Following the extradition of Prince Group founder Chen Zhi—suspected of cross-border money laundering and telecom fraud—from Cambodia to China on Wednesday, the handling of his widespread criminal proceeds and assets has drawn intense attention. The US announced in October last year that it had 'seized' 127,000 bitcoins belonging to Chen Zhi, currently worth as much as $11.5 billion (46.788 billion MYR), but China questioned the legitimacy of the US authorities, claiming that the huge volume of cryptocurrency was taken by hackers. With Chen Zhi now in China’s custody, some analysts suggest China gains crucial leverage regarding ownership of these massive assets, and negotiations between China and the US may be required—involving complicated issues of digital sovereignty and judicial jurisdiction.
Chen Zhi, a 38-year-old born in Fujian, is accused of running a scam park in Cambodia, operating online casinos, human trafficking, and forced labor. The Chinese Ministry of Public Security confirmed the extradition to Beijing with Cambodian cooperation, specifically noting his Chinese nationality and stressing that the case would be prosecuted by China. Although Chen Zhi acquired Cambodian citizenship in 2014, it was revoked by Cambodian authorities last month.
In October last year, the US Department of Justice filed charges against Chen Zhi for telecom fraud and money laundering, and made a high-profile announcement of the seizure of 127,000 bitcoins as criminal proceeds—the largest forfeiture ever recorded in US judicial history. The indictment claims that Chen Zhi operated a global 'pig-butchering' (romance investment scam) network, luring victims worldwide—including over 250 in the US alone—to invest funds into cryptocurrencies via social media.
A month later, China’s National Computer Virus Emergency Response Center released a report claiming that the bitcoins 'seized' by the US likely originated from the 'LuBian mining pool' theft in 2020, calling it a classic 'black eats black' scenario. The LuBian mining pool was mainly operated from China and Iran; prior to being stolen, those bitcoins were held by Chen Zhi.

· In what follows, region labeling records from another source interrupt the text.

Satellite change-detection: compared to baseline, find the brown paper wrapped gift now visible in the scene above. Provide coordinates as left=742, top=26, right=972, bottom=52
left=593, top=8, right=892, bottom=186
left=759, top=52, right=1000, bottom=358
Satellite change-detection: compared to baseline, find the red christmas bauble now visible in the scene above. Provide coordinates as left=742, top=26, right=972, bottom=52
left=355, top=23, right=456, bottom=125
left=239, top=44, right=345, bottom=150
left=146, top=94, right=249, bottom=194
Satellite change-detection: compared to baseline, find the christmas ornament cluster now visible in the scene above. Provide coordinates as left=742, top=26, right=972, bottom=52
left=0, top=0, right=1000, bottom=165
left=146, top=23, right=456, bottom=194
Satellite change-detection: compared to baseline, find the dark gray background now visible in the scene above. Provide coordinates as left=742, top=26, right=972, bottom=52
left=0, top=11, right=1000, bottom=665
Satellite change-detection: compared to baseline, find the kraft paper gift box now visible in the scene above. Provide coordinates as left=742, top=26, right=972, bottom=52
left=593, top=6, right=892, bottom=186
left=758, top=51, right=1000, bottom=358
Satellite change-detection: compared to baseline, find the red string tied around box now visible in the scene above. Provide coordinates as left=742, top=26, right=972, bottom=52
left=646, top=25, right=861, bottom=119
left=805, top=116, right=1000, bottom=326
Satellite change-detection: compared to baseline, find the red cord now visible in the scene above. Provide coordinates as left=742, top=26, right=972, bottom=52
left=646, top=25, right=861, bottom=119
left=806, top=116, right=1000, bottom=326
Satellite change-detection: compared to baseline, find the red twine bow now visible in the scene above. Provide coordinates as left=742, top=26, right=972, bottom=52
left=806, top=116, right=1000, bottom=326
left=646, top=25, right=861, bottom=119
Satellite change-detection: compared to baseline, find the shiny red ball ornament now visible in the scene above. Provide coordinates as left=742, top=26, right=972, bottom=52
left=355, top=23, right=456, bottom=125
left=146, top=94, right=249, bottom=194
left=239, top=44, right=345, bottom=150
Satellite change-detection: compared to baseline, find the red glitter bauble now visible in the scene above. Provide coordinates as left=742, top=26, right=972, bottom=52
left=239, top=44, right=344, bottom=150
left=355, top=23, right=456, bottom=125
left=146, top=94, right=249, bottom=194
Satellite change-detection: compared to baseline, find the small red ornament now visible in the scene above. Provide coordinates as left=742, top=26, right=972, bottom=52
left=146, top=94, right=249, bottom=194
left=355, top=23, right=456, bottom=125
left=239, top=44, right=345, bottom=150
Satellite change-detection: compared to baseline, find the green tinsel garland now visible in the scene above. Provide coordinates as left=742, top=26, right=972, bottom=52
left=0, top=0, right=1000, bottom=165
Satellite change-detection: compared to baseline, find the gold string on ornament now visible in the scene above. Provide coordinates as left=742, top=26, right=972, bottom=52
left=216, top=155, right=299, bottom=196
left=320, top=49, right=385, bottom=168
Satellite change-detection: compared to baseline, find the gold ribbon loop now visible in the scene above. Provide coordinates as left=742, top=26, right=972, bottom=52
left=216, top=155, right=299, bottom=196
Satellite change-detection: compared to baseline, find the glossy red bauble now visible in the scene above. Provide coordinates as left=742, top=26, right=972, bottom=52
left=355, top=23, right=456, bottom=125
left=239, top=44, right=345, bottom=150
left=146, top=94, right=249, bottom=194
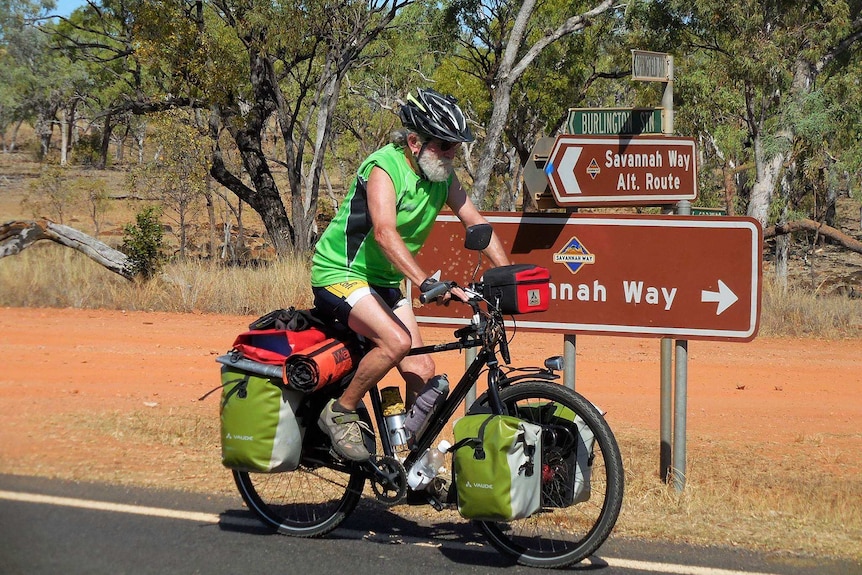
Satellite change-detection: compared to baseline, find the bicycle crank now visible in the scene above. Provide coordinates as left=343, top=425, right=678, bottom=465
left=368, top=455, right=407, bottom=507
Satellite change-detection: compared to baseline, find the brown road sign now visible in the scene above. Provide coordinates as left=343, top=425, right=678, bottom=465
left=545, top=135, right=697, bottom=207
left=414, top=214, right=763, bottom=341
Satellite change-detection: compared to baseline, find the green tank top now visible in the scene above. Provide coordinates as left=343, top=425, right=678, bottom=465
left=311, top=144, right=452, bottom=287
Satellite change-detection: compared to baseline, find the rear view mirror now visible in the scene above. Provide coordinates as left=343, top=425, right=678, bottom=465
left=464, top=224, right=494, bottom=252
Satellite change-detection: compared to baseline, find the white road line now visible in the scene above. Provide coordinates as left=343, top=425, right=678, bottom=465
left=601, top=557, right=775, bottom=575
left=0, top=491, right=219, bottom=523
left=0, top=491, right=775, bottom=575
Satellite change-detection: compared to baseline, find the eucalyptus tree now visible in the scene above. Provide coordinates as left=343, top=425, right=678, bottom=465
left=642, top=0, right=862, bottom=224
left=0, top=0, right=86, bottom=159
left=436, top=0, right=616, bottom=205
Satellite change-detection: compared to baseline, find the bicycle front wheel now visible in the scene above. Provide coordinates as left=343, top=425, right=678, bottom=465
left=476, top=381, right=623, bottom=567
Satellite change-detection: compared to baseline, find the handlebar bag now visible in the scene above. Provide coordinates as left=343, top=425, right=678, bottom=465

Afterward, they remained dormant—'clearly inconsistent with typical hacker behavior motivated by quick profit-seeking'—and their operational patterns more closely matched those of 'state-sponsored hacker organizations.'
China Newsweek reported that the US Department of Justice had not publicly detailed how the bitcoins were seized in its indictment. The same month, Chen Zhi’s legal team filed a motion with a US court, arguing that the DOJ’s accusations were 'seriously flawed' and that the government had failed to provide evidence directly linking the seized bitcoins to fraudulent activities.
●Foreign Media: Recovery Lawsuits May Become International Disputes
Du Guodong, partner at Beijing Haotian Law Firm, questioned whether the US 'seizure' had legitimate legal basis and procedures. As Bitcoin is recognized as a legal asset in most jurisdictions, it can be recovered using judicially recognized technical means. Whether there are defects in the US asset recovery procedures remains to be seen.
Analysts point out that with Chen Zhi’s extradition, China now holds greater bargaining power over the ownership of the massive digital assets. The Wall Street Journal reported that Chen Zhi laundered money via more than 100 companies in 30 countries, and that the Chinese and US governments would need to negotiate asset allocation to divide the seized funds. Litigation over asset recovery could escalate into an international dispute, with actual restitution possibly taking years.
According to Chinese criminal law, large-scale economic fraud and organized forced labor attract severe penalties; if the amount involved is substantial or forced labor/organized crime is confirmed, sentences can be as severe as life imprisonment. Chinese authorities are reportedly studying which charges to bring against Chen Zhi.